Sunday, January 17, 2010

Here and There

Well half of the Toronto Scuba Club is in Toronto today and just taught the pool portion of an open water course. The other half is on a pretty sweet little island, a small boating channel away from the island of Roatan (one of the Bay Islands in Honduras).

First of all, congratulations to our OW students, I know you did GREAT!! And well done to our refresfer students too....

Do I need to congratulate Peter on his teaching today? Of course not! We all know he taught a great course today.

One of the best things in Roatan is the diving. Another is the resort I am staying at :) It's a nice little exclusive thing with only 9 villas and a small lodge on the main island. The little villas are all on a small island reached by a private 24 hour 20 second ferry. So not a lot of disturbance on the villa island.

To make the diving even better, the dive shop here mostly caters to the resorts diving enthusiasts and only occasionally to outside guests. With a maximum capacity at the hotel of 28 guests and only a fraction of them diving, the dive shop professional to diver ratio is extraordinary. Not that I need too much attention, but its nice to have direct interaction with your dive crew. In fact, today, it was just me, the instructor and a DMT.

It is a little odd that they feel it necessary to lead fun divers with instructors, but apparently it is a house rule. Their maximum group size is also 6 divers per instructor. Not too hard when they also have five dive boats! All in all, a good little set-up.

So dive one today, to get a feel for these guys.

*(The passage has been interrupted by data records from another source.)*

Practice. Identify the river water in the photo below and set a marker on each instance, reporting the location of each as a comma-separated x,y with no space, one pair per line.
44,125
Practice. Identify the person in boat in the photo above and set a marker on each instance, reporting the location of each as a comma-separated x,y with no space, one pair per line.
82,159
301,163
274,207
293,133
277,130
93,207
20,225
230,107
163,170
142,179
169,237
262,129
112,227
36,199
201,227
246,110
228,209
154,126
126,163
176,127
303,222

We did a nice wall dive that was supposed to be a drift dive, but there was little current, so not much drifting. Still, we got a fairly long distance even without the current and a good 55 mins from an 80 foot dive.

So-so flora....the usual corals and such and not a crazy amount of unusual fauna, but I had a fun dive anyway. Certainly enough to appease a cold and dive-desperate refugee from the cold north. I did get to spot a humongous crab (and point it out to the dive leader) and our dive was capped off by finding one of my favourite fish, a boxfish! Other than that we saw the usual Caribbean suspects.....parrotfish, spiny lobster, wrasse, damsels, butterfly fish, giant grouper, sergeant majors, snappers and tangs, etc.

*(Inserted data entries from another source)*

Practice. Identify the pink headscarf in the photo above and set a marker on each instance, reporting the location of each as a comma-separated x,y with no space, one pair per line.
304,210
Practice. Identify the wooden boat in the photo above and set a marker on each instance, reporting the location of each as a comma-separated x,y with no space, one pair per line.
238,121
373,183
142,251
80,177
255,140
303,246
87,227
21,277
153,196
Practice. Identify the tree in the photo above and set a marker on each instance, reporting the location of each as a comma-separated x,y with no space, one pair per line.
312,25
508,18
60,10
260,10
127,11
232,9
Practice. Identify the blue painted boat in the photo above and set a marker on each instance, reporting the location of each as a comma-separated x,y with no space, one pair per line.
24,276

A few of the snappers actually did something unusual and decided to accompany us for about two thirds of the dive....quite bizarre. The tangs were also very friendly, swimming about a nose-length away from my mask for a close-up look at yours truly (no smart alec remarks about that still being a long way off because of the size of my snout).

And this was my first wall-dive since BC last May, so refreshing once more to look into the abyss. I have a bit of a love-terror relationship with the abyss....part mesmerized and thrilled by the incredible depth and mystery of thousands of feet of drop-off and part terrified by the incredible depth and sheer intensity of the deep blue sea. Still, it was great to float around, spin about and revel in warmth of a toasty ocean dive.

It makes me think we REALLY need to start bringing groups south soon...it is simply so soul-satisfying and relaxing. Strangely enough though, the dive today got me completely pumped for our summer weekends planned for Brockville. YES! Wrecks!! My advanced students are going to have a fricking awesome time...

Two or three dives planned for tomorrow!